Key Responsibilities
- Build and maintain biomarker plan
- Implement biomarker plan as part of the clinical synopsis and clinical protocol
- Design, execution and analysis of clinical biomarkers of target engagement, safety, pharmacodynamics, and efficacy.
- Manage outsourced biomarkers assays at external vendors
- Coordinates between CRO assay development group and clinical team, when necessary
Minimum Requirements/ Qualifications
- Ph.D. with 5+ years Biotechnology industry experience or Master’s degree with 10+ years Biotechnology industry experience
- Proven track record of high-impact contributions to clinical trial biomarkers and endpoints, and regulated assay development and validation in support of early and late phase clinical trials
- Experience with, at a minimum, enzyme activity assays, LC-MS based biomarker assays, and vector copy number (VCN) assays in a regulated setting.
- Experience with authoring and reviewing SOPs and Validation documents in support of a regulatory filing or review.
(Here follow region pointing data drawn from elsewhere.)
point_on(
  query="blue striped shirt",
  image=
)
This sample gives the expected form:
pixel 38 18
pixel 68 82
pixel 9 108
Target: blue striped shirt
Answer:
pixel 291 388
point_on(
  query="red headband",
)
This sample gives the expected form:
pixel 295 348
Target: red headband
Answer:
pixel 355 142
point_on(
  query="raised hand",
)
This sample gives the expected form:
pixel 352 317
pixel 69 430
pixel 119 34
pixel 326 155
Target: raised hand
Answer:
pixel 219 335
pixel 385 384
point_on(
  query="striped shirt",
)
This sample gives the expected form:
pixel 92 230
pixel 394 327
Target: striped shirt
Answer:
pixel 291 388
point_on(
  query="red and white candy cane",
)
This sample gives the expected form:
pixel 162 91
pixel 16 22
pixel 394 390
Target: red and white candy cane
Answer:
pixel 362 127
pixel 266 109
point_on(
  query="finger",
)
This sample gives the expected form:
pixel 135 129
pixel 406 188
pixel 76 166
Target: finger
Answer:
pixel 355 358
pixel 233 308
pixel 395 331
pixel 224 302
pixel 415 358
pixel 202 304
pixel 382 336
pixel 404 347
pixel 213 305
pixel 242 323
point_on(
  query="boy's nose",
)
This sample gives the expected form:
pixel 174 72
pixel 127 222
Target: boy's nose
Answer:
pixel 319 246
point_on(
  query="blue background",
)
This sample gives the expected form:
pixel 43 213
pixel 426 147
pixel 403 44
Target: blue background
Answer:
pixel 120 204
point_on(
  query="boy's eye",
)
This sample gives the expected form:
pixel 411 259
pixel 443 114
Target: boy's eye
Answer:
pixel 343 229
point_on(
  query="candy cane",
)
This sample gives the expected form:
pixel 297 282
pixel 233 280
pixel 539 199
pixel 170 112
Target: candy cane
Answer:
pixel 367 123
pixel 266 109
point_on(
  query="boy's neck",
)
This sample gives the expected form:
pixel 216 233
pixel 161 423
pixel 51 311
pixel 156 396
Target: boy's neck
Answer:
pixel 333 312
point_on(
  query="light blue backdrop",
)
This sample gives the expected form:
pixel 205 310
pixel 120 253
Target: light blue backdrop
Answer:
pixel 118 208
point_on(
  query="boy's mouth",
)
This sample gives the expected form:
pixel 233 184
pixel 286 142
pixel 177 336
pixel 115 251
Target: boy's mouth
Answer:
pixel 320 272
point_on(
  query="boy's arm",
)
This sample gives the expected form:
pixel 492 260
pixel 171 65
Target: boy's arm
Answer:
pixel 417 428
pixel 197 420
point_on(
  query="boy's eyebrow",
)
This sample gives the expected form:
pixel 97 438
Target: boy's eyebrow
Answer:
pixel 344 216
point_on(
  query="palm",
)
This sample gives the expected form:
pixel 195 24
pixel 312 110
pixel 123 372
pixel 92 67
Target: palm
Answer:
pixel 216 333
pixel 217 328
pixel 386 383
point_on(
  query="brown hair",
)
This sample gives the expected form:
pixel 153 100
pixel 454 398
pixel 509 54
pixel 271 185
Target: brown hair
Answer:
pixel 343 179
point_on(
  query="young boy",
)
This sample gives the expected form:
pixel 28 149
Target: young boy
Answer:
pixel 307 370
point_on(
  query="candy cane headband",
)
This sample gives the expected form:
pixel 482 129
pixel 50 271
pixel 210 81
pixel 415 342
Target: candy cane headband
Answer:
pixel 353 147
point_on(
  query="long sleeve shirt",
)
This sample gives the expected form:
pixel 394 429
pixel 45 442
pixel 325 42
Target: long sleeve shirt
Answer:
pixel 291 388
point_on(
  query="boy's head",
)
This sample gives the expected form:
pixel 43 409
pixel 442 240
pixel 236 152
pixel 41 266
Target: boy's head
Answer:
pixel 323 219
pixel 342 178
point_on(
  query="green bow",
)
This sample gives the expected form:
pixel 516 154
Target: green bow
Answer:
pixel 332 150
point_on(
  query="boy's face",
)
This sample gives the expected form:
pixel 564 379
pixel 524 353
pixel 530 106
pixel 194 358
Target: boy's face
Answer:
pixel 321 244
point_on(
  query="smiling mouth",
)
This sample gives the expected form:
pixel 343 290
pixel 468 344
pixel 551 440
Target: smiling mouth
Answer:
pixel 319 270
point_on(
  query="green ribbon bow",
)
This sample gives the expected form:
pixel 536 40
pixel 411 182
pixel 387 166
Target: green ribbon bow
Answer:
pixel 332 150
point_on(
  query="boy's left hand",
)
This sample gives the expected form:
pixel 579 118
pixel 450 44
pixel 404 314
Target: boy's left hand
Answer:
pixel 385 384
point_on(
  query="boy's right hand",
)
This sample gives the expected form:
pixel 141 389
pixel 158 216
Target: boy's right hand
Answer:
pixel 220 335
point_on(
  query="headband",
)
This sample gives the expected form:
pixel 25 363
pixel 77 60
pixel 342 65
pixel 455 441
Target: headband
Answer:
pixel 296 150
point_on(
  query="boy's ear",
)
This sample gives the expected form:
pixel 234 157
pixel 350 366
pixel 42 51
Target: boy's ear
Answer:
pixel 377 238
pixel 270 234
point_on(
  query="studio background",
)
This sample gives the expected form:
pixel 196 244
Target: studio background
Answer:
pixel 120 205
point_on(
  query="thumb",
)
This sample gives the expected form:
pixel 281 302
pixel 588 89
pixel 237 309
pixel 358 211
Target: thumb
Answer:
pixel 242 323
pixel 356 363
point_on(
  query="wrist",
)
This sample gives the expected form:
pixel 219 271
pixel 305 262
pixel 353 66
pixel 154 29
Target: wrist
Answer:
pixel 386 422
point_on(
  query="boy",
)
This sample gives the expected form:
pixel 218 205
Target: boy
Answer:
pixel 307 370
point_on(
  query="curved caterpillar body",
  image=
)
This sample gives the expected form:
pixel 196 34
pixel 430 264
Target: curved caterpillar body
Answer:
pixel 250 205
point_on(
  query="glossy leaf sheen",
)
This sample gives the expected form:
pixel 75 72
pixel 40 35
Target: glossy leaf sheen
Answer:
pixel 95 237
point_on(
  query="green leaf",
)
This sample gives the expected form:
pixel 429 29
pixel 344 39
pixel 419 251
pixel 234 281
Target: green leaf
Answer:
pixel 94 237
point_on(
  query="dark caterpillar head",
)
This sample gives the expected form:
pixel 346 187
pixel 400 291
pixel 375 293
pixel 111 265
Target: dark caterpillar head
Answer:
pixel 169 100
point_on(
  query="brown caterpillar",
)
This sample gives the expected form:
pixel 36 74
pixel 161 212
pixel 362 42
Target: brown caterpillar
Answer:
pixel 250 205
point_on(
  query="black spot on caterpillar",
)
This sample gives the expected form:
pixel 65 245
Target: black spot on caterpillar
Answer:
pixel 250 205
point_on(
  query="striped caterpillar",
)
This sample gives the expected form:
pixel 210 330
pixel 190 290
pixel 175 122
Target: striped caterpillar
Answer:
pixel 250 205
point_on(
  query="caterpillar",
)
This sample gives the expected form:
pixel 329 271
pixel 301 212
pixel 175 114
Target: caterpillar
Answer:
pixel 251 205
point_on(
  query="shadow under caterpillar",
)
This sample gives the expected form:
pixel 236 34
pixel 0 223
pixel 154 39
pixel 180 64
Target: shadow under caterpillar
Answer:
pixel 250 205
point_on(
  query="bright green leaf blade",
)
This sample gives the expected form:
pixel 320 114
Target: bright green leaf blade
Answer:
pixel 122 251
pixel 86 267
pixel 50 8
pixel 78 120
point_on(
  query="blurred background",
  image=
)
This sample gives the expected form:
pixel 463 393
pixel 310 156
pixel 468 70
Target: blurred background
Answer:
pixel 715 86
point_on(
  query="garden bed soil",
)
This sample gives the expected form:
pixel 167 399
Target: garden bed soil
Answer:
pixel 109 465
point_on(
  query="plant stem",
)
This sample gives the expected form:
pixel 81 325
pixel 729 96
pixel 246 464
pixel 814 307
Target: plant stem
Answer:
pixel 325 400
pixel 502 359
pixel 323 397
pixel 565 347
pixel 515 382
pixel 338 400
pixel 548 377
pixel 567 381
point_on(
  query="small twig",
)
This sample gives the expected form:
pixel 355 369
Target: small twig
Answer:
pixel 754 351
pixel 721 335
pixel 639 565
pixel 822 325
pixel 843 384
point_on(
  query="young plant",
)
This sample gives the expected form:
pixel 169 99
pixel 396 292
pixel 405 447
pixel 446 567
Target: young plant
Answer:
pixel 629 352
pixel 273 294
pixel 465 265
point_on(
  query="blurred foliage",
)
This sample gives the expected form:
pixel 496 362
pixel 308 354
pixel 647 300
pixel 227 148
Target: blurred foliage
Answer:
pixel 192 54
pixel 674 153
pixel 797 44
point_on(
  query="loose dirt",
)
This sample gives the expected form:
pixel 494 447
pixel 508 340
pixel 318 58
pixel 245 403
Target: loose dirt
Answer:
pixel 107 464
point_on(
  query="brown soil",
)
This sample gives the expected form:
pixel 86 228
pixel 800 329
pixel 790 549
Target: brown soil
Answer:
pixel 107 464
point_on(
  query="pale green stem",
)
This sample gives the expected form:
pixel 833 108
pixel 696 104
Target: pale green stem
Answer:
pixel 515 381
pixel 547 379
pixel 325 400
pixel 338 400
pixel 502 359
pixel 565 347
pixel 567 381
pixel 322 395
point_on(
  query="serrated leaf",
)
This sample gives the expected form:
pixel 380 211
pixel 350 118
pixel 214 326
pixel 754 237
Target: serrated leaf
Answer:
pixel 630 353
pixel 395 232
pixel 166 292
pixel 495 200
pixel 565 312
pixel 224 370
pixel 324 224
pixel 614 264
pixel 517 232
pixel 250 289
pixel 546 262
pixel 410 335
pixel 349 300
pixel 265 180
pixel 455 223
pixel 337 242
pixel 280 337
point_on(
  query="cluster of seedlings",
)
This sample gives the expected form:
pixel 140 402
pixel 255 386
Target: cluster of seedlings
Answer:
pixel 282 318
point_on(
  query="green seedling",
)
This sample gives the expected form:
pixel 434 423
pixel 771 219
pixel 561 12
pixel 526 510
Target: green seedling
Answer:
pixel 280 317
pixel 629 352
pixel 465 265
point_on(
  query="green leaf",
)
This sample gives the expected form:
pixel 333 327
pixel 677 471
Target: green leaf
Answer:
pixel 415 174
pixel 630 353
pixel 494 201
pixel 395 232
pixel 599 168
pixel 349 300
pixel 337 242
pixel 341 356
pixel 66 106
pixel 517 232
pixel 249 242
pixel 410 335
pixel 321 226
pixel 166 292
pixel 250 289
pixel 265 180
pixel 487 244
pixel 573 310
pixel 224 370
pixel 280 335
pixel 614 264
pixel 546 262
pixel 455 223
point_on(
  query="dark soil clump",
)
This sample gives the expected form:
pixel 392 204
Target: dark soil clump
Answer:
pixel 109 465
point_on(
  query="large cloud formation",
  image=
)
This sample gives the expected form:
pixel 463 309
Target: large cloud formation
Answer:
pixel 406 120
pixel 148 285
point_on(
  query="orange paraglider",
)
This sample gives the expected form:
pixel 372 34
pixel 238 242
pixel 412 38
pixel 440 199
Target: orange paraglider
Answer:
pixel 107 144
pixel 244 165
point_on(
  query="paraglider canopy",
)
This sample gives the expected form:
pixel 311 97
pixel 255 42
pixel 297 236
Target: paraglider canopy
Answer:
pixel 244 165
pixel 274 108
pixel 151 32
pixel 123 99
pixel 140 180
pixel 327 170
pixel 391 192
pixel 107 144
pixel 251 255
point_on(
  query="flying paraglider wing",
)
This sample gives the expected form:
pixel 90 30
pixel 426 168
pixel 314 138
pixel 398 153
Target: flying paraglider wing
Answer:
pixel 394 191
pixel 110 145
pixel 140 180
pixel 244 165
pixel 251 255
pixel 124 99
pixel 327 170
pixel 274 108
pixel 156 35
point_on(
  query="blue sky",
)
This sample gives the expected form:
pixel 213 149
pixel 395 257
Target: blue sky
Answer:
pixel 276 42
- Having a strong sense of urgency and excellent skills in prioritization, planning as well as timely execution in a very fast-paced environment
- Strong interpersonal skills and ability to thrive in a matrix environment
- Experience in managing external collaborations, contract laboratories and timelines and budgets.
- Demonstrated scientific capability as evidenced by publications, research reports, and external presentations.
- Effective verbal and written communication skills relating to colleagues and associates both inside and outside the corporation.
- Flexibility to work on multiple projects as the portfolio evolves over time.